Most people think that the pleasure of the sexual act lies in the emission of sexual fluids. This is primarily a male issue, since ejaculation is the biological imperative of the sex act.

Seminal retention is necessary for spiritualizing the sex act. First of all because it eliminates the "phalAbhisandhi", i.e., the fruitive "payoff" that seems to be the logic of the sex act itself. This means that rajas cedes to sattva.

This can be done primarily by turning the sex act into one of meditation and devotion. When one internalizes the sexual act and makes it one of subtle communion with one's partner, then one also internalizes and spreads the pleasurable feelings throughout the bodily system instead of localizing it in the genitals alone.

All the shastras say that pleasure is the purushartha.
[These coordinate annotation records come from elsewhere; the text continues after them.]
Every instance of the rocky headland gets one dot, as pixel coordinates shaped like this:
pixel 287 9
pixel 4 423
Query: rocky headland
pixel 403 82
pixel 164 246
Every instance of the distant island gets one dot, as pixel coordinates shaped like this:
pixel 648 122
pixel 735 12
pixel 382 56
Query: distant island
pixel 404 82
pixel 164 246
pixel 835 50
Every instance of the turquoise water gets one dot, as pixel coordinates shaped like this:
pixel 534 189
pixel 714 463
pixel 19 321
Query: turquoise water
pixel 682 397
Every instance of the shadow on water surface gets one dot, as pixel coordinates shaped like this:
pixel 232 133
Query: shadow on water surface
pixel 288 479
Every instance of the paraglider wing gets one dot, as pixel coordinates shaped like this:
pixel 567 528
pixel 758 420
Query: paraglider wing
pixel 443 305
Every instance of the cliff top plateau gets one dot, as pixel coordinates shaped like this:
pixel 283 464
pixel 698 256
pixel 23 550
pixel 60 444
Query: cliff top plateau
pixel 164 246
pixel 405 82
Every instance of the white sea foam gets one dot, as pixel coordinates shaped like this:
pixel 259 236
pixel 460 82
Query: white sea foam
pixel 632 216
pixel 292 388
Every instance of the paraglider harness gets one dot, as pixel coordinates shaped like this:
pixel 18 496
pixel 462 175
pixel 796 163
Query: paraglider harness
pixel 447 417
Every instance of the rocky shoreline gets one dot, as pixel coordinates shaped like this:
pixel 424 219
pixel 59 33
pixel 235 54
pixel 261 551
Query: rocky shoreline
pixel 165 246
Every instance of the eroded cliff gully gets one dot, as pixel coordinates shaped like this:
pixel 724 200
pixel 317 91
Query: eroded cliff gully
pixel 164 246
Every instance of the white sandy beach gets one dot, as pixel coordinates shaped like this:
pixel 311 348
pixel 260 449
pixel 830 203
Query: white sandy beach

It is wrong to say that sex IS the purushartha (although kama is one of the purusharthas), but when sex is incorporated into the culture of love, as it should be, and combined with bhakti and yoga practice and discipline, it can become an integral and effective part of one's sadhana.

Even if we accept that sexuality itself is something that is to eventually be given up -- which is logical considering bodily aging and death -- it is still something that needs to be acknowledged and purified or dovetailed with one's spiritual life if one wishes to truly rise above it.

Jai Radhe.

Anonymous said…
Ādeśa – Dear Jagadananda Das,

David Gordon ​White's paper entitled 'Ashes to Nectar' has a piece of interesting information regarding the 'Mahavedha' (the great penetration) from the Amaraughaprabodha which is relative to your comment:

"Even if we accept that sexuality itself is something that is to eventually be given up -- which is logical considering bodily aging and death -- it is still something that needs to be acknowledged and purified or dovetailed with one's spiritual life if one wishes to truly rise above it."

See page 20:

Kind regards,

Anonymous said…
One may also wish to gain a nodding acquaintance of 'Matsyodari-yoga' on pages 228 - 229 of D. G. White's 'The Alchemical Body':
Prem Prakash said…
Jagadananda Das, I was also travelling and then my computer went down so I haven't seen your response. It's my personal opinion that the centuries of occupation by the Mulsims and then British destroyed much of the body-positive nature of Indian spirituality. Talk about oppressive and repressive cultures; it's a miracle India survived at all. The point I want to make in this context is that even the Krishna bhakti tradition has wavered far from what I percieve as the essence of the world and body-positive vision.

There's no better example than our ol' friends at ISKCON. Presented with a deity who portrays a love of family, friends, nature and romance, they figured out a way to cull feelings out of relationships and castigate any appreciation of the natural world. As for sex, well, Prabhupada could arise from the dead and drop three of his regulative principals but he'd still be afraid of sex.

Due to their fear, they misunderstand the koshas as prisons rather than vehicles. The koshas are not with Maya's jail cells (what sick mind could perceive life in this way?), they are vehicles for conveying love. As such, all relationship, and all forms of relationships, have the potential for divine expression. Of course, there's a huge gulf between the mad rush of orgasmic impulse felt by the ordinary pashu, and the rolling frolic of the erotic spontaneity of the pashupati. So we nurutre the qualities of the latter, weeding out the former. We don't throw the baby out with the bathwater because unless we appreciate the divine erotic, there's no baby anyway.